The primary psychoactive ingredient in marijuana, tetrahydrocannabinol (THC), has been explored as a therapeutic agent for a number of medical conditions that have remained difficult to treat. Patricia Molina, from Louisiana State University Health Sciences Center (Louisiana, USA), and colleagues report that chronic THC administration associates with greater survival of T cell populations and reduced overall cell death in the gut in monkeys, which is known to be a key target for simian immunodeficiency virus (HIV) replication and infection-related inflammation. Observing that: “Our results indicate that chronic THC administration modulated duodenal T cell populations, favored a pro-Th2 cytokine balance, and decreased intestinal apoptosis,” the study authors submit that: “These findings reveal novel mechanisms that may potentially contribute to cannabinoid-mediated disease modulation.”

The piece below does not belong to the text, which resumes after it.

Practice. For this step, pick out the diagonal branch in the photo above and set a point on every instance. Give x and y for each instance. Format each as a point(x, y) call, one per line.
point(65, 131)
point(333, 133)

Molina Patricia E., Amedee Angela M., LeCapitaine Nicole J., Zabaleta Jovanny, Mohan Mahesh, Winsauer Peter J., et al. “Modulation of Gut-Specific Mechanisms by Chronic [Delta]9-Tetrahydrocannabinol Administration in Male Rhesus Macaques Infected with Simian Immunodeficiency Virus: A Systems Biology Analysis.” AIDS Research and Human Retroviruses, February 7, 2014.